For the second year running Dubai has been named the leading hub for residence and citizenship by investment (RCBI), with over 150,000 Golden Visas issued.
Research by Swiss boutique firm Passport Legacy found that the UAE leads the world with 35 international RCBI specialists in 2022, climbing up from 30 in the previous year, the report said, adding that Emirates will be able to “sustain its growth with the minimum investment required recently having been reduced and access being opened up to talented individuals across multiple industries”.
The UAE Golden Visa scheme continues to grow in popularity, with more than 150,000 people signing up to it.
The Golden Visa can be extended to family members.

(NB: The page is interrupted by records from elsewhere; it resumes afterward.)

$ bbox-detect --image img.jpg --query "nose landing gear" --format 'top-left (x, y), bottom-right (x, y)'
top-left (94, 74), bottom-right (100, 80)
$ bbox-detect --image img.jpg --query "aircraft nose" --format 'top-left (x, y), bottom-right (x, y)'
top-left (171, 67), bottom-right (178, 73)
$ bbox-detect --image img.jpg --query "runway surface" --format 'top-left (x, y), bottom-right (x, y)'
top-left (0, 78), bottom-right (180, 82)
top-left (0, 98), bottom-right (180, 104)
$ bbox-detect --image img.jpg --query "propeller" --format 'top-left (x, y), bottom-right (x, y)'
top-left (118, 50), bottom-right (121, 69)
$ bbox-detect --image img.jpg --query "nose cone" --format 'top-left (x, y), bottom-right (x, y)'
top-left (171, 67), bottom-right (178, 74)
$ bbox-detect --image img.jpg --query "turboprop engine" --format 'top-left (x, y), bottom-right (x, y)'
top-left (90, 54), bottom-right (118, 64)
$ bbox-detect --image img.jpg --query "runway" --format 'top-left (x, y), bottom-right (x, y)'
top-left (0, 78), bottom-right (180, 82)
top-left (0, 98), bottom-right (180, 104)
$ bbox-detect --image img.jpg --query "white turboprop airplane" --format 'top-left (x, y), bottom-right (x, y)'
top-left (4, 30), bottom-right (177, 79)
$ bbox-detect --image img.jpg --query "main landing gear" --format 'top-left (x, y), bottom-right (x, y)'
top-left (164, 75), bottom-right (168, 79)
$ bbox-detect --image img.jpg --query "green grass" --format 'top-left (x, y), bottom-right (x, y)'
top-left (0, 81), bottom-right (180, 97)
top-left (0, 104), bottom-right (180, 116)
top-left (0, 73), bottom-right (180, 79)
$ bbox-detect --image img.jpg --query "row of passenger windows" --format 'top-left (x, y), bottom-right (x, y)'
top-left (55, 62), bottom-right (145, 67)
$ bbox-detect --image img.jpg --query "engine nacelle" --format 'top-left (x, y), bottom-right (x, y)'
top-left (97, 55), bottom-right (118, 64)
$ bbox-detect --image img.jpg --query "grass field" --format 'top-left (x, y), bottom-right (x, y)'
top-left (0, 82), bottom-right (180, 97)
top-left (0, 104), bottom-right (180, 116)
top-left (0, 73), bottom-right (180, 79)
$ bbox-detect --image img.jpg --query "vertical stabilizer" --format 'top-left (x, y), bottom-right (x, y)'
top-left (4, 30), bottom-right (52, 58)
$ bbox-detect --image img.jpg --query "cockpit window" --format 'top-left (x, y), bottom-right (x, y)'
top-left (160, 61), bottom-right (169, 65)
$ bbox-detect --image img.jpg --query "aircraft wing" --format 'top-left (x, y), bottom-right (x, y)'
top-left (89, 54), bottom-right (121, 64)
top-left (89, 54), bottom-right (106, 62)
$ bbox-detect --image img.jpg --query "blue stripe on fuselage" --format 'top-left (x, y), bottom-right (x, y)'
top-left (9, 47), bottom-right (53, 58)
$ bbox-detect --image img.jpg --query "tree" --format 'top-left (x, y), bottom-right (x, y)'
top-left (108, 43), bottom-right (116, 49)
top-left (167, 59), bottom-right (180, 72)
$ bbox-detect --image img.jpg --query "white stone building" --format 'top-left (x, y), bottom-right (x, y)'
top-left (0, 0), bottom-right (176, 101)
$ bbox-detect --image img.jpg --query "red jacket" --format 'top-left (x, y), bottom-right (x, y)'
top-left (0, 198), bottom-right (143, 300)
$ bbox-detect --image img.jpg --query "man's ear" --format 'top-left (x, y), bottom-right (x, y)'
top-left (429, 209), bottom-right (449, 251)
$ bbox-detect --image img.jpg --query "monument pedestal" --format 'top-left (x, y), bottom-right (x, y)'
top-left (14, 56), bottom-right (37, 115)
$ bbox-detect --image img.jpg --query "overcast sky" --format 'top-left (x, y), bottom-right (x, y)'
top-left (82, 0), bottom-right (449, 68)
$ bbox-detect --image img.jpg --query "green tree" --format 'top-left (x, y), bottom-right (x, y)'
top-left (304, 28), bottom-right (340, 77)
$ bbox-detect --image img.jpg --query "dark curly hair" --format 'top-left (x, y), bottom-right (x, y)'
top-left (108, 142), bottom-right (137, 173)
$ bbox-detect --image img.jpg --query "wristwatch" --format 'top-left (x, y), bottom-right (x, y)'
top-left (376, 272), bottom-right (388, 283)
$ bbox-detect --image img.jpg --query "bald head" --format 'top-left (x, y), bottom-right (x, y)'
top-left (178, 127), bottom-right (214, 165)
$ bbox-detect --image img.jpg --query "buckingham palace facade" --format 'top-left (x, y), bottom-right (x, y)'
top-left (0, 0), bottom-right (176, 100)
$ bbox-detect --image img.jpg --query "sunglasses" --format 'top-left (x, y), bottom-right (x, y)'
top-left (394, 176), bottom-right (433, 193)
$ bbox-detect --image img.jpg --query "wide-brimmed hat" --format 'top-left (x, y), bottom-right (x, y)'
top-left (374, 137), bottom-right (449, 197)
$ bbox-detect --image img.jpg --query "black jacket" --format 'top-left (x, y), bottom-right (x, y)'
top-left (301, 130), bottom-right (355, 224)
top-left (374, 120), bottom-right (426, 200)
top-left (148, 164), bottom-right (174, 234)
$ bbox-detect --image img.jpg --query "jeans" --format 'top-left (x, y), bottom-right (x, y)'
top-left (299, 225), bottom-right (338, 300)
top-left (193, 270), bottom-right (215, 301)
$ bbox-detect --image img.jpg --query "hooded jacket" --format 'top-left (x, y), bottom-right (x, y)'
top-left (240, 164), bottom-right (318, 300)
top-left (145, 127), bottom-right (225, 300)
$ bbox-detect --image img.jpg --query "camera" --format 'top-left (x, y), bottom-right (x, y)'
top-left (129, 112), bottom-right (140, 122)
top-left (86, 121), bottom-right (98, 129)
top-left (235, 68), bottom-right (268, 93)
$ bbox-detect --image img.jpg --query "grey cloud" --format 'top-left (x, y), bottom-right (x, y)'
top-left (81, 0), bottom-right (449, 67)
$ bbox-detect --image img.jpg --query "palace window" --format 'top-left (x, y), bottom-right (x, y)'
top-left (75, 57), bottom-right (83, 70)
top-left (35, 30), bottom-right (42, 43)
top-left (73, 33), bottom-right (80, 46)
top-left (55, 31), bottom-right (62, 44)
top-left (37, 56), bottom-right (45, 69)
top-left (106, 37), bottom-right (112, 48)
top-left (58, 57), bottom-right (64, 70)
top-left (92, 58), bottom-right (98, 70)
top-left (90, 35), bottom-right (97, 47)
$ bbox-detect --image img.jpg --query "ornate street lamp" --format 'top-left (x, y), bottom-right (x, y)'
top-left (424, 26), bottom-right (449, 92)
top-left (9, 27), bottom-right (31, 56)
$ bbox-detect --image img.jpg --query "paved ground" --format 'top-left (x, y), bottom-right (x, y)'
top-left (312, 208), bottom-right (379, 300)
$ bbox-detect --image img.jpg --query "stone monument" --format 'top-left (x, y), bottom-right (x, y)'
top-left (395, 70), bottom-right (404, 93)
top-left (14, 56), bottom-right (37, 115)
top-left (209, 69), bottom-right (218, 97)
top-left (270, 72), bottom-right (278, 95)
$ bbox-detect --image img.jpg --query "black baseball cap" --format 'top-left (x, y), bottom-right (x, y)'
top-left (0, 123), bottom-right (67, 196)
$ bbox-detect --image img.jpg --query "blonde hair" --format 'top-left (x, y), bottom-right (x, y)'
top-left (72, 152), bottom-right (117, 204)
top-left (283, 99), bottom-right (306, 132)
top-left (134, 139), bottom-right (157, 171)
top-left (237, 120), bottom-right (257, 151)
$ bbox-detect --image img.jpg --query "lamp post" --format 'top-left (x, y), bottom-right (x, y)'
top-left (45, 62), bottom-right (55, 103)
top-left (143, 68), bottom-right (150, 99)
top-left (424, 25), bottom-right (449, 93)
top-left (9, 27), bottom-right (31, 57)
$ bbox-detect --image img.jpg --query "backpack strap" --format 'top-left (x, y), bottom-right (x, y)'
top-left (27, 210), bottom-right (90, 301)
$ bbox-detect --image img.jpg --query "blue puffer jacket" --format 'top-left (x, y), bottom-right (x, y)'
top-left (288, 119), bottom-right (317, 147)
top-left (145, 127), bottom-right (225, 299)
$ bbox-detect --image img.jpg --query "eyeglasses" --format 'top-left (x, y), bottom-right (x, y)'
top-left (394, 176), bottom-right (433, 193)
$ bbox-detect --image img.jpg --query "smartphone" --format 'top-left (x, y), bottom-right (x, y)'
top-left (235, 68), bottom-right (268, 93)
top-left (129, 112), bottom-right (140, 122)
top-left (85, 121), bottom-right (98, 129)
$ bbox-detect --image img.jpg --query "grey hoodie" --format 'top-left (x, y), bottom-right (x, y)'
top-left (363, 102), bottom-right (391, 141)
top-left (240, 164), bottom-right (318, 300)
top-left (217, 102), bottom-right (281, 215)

Children can be sponsored by a Golden Visa or Green Residence visa holder until the age of 25 – an increase from the previous limit of 18 years – with no age limit for unmarried daughters. Children are granted a residence permit, regardless of age.

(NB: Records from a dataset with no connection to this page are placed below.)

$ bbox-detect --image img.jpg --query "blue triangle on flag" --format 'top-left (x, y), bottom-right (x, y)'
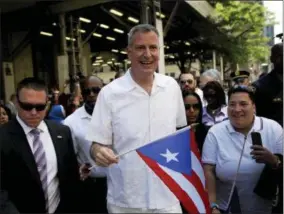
top-left (137, 128), bottom-right (191, 175)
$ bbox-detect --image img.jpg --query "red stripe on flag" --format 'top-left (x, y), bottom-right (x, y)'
top-left (183, 170), bottom-right (211, 214)
top-left (137, 151), bottom-right (199, 214)
top-left (190, 130), bottom-right (201, 163)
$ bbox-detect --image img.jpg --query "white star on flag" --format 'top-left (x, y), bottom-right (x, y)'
top-left (160, 149), bottom-right (179, 163)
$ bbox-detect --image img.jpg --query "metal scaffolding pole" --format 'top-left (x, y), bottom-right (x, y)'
top-left (212, 50), bottom-right (216, 69)
top-left (220, 56), bottom-right (224, 85)
top-left (69, 16), bottom-right (76, 93)
top-left (140, 0), bottom-right (151, 24)
top-left (59, 13), bottom-right (67, 55)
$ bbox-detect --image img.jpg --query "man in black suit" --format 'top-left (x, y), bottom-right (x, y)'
top-left (0, 78), bottom-right (80, 213)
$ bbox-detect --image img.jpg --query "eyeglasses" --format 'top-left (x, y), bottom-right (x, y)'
top-left (184, 103), bottom-right (200, 110)
top-left (180, 79), bottom-right (193, 85)
top-left (203, 93), bottom-right (216, 98)
top-left (18, 100), bottom-right (46, 111)
top-left (83, 87), bottom-right (101, 95)
top-left (234, 77), bottom-right (247, 84)
top-left (229, 85), bottom-right (255, 93)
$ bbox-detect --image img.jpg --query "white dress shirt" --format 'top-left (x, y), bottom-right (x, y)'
top-left (17, 115), bottom-right (60, 213)
top-left (63, 106), bottom-right (106, 177)
top-left (86, 71), bottom-right (187, 209)
top-left (202, 116), bottom-right (283, 214)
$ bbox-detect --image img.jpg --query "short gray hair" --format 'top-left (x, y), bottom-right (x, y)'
top-left (200, 69), bottom-right (221, 83)
top-left (128, 24), bottom-right (159, 46)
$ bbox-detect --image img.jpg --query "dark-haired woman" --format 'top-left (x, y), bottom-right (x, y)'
top-left (202, 81), bottom-right (228, 126)
top-left (183, 91), bottom-right (209, 153)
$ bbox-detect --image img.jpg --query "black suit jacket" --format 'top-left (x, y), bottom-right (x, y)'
top-left (0, 119), bottom-right (80, 213)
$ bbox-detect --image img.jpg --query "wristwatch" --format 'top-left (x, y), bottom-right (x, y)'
top-left (210, 203), bottom-right (219, 210)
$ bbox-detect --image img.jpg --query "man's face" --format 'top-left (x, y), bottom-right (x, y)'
top-left (233, 77), bottom-right (250, 86)
top-left (127, 31), bottom-right (160, 74)
top-left (228, 92), bottom-right (255, 129)
top-left (199, 76), bottom-right (214, 89)
top-left (179, 74), bottom-right (196, 91)
top-left (83, 77), bottom-right (103, 103)
top-left (270, 44), bottom-right (283, 74)
top-left (17, 88), bottom-right (47, 128)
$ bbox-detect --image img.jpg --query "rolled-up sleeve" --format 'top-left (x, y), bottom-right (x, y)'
top-left (176, 83), bottom-right (187, 128)
top-left (273, 121), bottom-right (283, 155)
top-left (202, 131), bottom-right (218, 165)
top-left (86, 88), bottom-right (112, 145)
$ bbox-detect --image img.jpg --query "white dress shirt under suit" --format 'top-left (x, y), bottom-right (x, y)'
top-left (17, 115), bottom-right (60, 213)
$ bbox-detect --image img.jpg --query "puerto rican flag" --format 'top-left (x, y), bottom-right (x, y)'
top-left (136, 127), bottom-right (211, 214)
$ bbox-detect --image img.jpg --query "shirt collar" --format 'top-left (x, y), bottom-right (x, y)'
top-left (122, 69), bottom-right (166, 91)
top-left (203, 105), bottom-right (227, 117)
top-left (77, 104), bottom-right (92, 119)
top-left (227, 116), bottom-right (263, 133)
top-left (16, 115), bottom-right (47, 135)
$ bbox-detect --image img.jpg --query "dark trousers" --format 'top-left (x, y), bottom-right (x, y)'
top-left (81, 178), bottom-right (107, 213)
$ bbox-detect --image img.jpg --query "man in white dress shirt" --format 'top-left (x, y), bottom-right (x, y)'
top-left (64, 76), bottom-right (107, 213)
top-left (87, 24), bottom-right (186, 213)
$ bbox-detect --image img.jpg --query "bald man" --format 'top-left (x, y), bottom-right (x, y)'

The UAE Golden Visa residency programme was first implemented in 2019 and enables expats to live, work, and study in the UAE without the need of a national sponsor and with 100 percent ownership of their business on the UAE’s mainland.
Under the new regulations, the UAE Golden Visa offers a 10-year residence to investors, entrepreneurs, ‘exceptional talents’, scientists, professionals and outstanding students and graduates, among others.

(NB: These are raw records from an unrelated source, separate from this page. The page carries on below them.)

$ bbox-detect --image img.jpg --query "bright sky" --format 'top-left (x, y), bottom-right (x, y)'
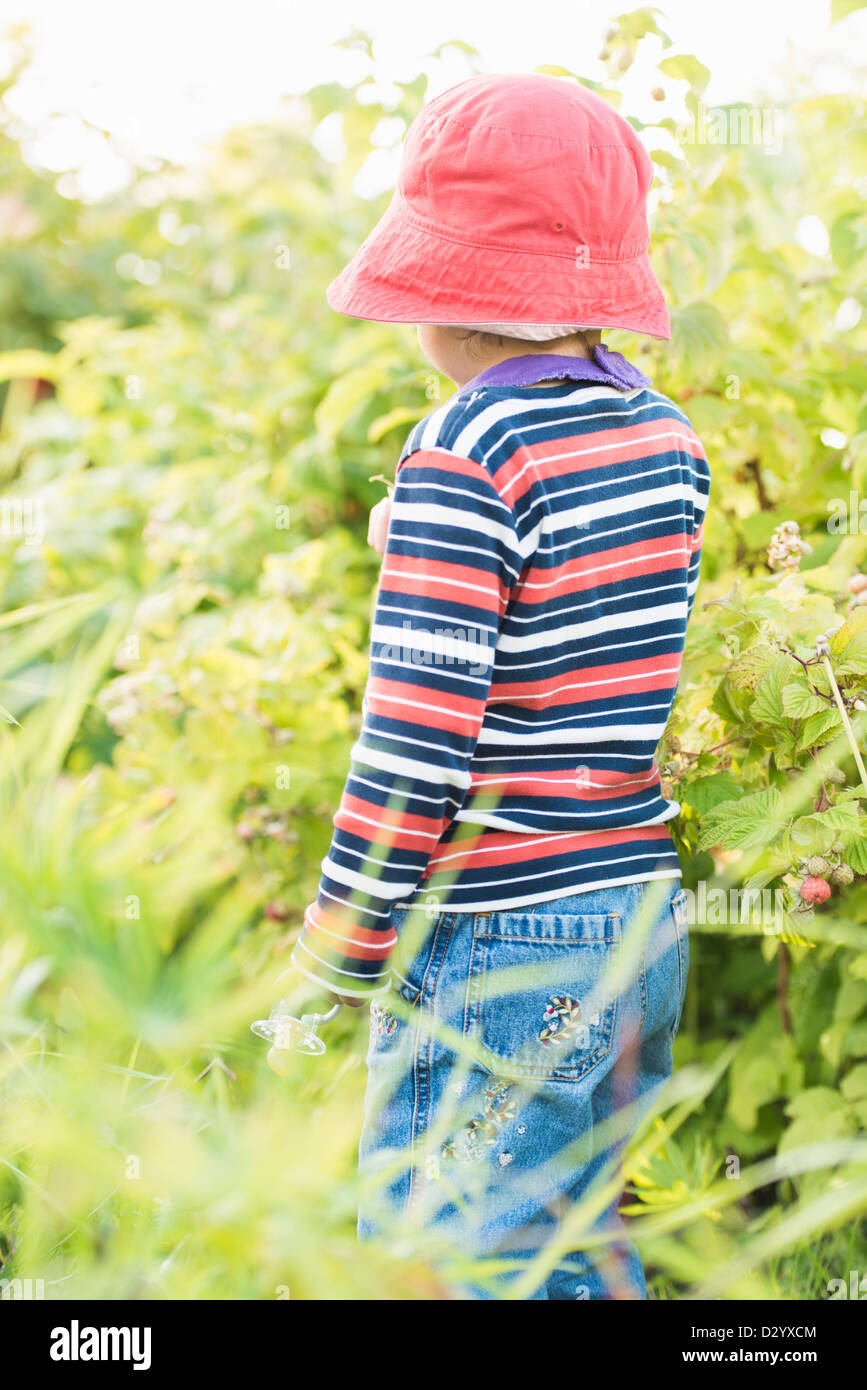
top-left (0, 0), bottom-right (867, 196)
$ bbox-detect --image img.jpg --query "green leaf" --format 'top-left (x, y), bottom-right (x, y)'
top-left (728, 642), bottom-right (779, 691)
top-left (0, 348), bottom-right (60, 381)
top-left (782, 671), bottom-right (828, 719)
top-left (749, 656), bottom-right (795, 727)
top-left (699, 787), bottom-right (785, 849)
top-left (841, 1062), bottom-right (867, 1101)
top-left (798, 706), bottom-right (841, 752)
top-left (367, 404), bottom-right (429, 443)
top-left (831, 0), bottom-right (867, 24)
top-left (657, 53), bottom-right (710, 92)
top-left (678, 773), bottom-right (743, 816)
top-left (313, 367), bottom-right (383, 439)
top-left (671, 302), bottom-right (728, 366)
top-left (846, 826), bottom-right (867, 873)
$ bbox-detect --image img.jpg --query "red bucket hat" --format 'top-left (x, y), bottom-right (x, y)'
top-left (327, 72), bottom-right (671, 338)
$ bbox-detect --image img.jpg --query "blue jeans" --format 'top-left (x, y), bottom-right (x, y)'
top-left (358, 878), bottom-right (689, 1300)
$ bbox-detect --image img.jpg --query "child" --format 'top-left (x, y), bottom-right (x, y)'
top-left (293, 74), bottom-right (709, 1300)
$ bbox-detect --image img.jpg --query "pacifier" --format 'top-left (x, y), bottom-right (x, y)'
top-left (250, 999), bottom-right (342, 1076)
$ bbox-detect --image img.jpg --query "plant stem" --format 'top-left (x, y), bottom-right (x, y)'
top-left (823, 656), bottom-right (867, 796)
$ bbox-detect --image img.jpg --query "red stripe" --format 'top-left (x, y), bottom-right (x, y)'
top-left (467, 767), bottom-right (660, 808)
top-left (520, 532), bottom-right (689, 603)
top-left (304, 902), bottom-right (397, 960)
top-left (367, 676), bottom-right (485, 738)
top-left (489, 652), bottom-right (682, 706)
top-left (333, 791), bottom-right (445, 852)
top-left (425, 826), bottom-right (671, 867)
top-left (496, 416), bottom-right (704, 506)
top-left (379, 552), bottom-right (509, 613)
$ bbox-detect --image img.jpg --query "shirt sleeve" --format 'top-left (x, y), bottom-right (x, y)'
top-left (686, 442), bottom-right (710, 621)
top-left (292, 449), bottom-right (522, 997)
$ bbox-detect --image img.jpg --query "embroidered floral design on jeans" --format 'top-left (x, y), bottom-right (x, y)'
top-left (371, 999), bottom-right (397, 1037)
top-left (442, 1081), bottom-right (518, 1162)
top-left (539, 994), bottom-right (582, 1047)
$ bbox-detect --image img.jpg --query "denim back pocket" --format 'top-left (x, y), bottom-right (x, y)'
top-left (465, 912), bottom-right (620, 1081)
top-left (668, 887), bottom-right (689, 1037)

Passport Legacy UAE HQ managing partner and founder, Jeffrey Henseler, said: “The UAE’s rank as the best RCBI hub in the world is supported by several appealing factors such as world-class infrastructure, a business-friendly environment, a strategic geographic location, and favourable government policies promoting trade and investment. This has also helped the country stand pat with the first-ranked passport in the world.”
Henseler added: “With approximately 5,000 people around the world looking to secure dual citizenship through RCBI each year, and the ongoing success of the UAE Golden Visa incentive, the country will continue being increasingly sought out as a leading destination of choice.”
Warning over misleading adverts
The UAE authorities are warning companies against publishing misleading advertisements which do not represent available and real job opportunities in the private sector.
The Ministry of Human Resources and Emiratisation (MoHRE) also said companies must not refer to the government’s Emiratisation policies or benefits, when advertising for Emiratisation jobs. They can only do so if they obtain permission from the Ministry.
In a statement MoHRE said: “Expanding Emiratisation in the country requires regulating all aspects and components. We are keen to specify the duties and obligations of all parties, set laws to regulate recently observed violations through intensifying inspection visits, define necessary measures and ensure that all parties follow them.
“The move is part of the Ministry’s efforts to ensure proper compliance with Emiratisation systems, job advertisements, and employer obligations when hiring a UAE national and, in return, enabling the national to perform his/her work and obligations.”
UAE business owners must ensure Emiratis perform their duties by enabling an appropriate workplace, with the required tools “besides offering them the minimum on-the-job training and skills”.
Business owners are also being warned not to take deductions from Emiratis’ salaries under the pretext of benefiting from the government’s support programme.
Employers are also obliged to register UAE nationals and pay monthly pension and social security contribution, MoHRE said. It added that if an Emirati leaves employment or their contract is terminated, the employer must cancel the Emirati’s work permit and report any change to the employment contract.
The ministry is also reminding employers of the rules around Emiratisation. It said: “The ministerial resolution defines fake Emiratisation as a forged employment of a UAE national by issuing a work permit under his/her name and registering the employee in the facility for a purpose other than the intended purpose of the permit, as well as the finalisation of a work contract with an objective to circumvent the laws and ministerial resolutions that regulate the work of Emiratis in the private sector aimed at unlawfully benefiting from the government support systems and incentives related to the employment of UAE nationals.”